In 2018, the Nobel Prize in Medicine was awarded to James P. Allison and Tasuku Honjo for their discovery of cancer therapy by inhibition of negative immune regulation. In brief, the pair discovered the mechanisms by which our bodies’ immune systems are tricked by cancer cells into not attacking them; by reversing this, and thus helping our immune systems recognise cancer cells, they can go on to fight the cancer cells as they would any other harmful organisms. In time, Allison’s and Honjo’s discoveries led to the creation of new immunotherapy treatments, which are today being used by doctors to treat a number of different cancers.
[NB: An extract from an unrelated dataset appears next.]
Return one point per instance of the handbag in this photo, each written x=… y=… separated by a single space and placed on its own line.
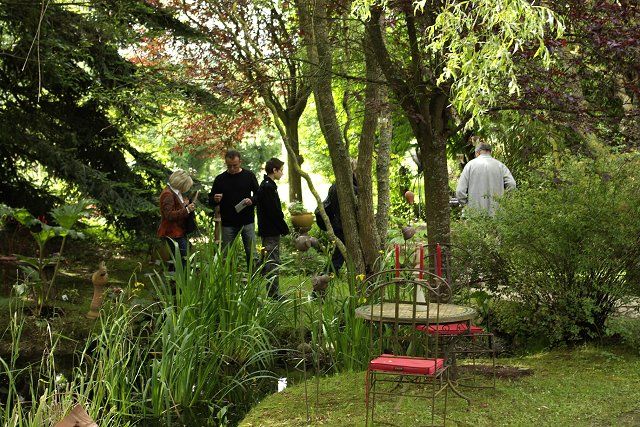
x=190 y=224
Immunotherapy is an umbrella term for a group of treatments that fight cancer by boosting or unleashing the power of the immune system, and over the past decade it has produced some remarkable results.
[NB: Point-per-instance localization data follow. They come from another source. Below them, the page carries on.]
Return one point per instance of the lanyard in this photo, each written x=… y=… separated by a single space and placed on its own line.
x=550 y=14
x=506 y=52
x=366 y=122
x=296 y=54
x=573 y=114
The former US President Jimmy Carter is probably the most high-profile person to have his cancer cured by immunotherapy. His late-stage melanoma had spread and only a few years ago this would have been considered untreatable. However, within a few months of starting the treatment his cancer disappeared.
While immunotherapy is now being used to treat very specific instances of cancer, there is still a lot of work to be done towards immunotherapy treatments for ovarian cancer. That is why we launched the Immunotherapy Funding Challenge in late 2018, to build on the achievements in immunotherapy and fund ovarian cancer research in this new field.
For the past 30 years, Ovarian Cancer Action has also provided a vital forum for the world’s leading scientists and clinicians to discuss the latest thinking and debate new directions in ovarian cancer. The HHMT International Forum on Ovarian Cancer first convened in 1986, after our President Allyson Kaye’s mother Helene Harris passed away from the disease. The last two meetings have culminated in ovarian cancer position papers in Nature Reviews Cancer, with their recommendations rippling through the ovarian cancer research world.
In September this year, we will be hosting the 14th HHMT Forum in the UK; this year’s meeting will focus on answering the important question of how we can achieve meaningful and lasting responses to immunotherapies in patients with ovarian cancers. The winner of the Immunotherapy Funding Challenge will be announced at this meeting.
By supporting the best research in the field, we hope to create a better future for all women diagnosed with ovarian cancer.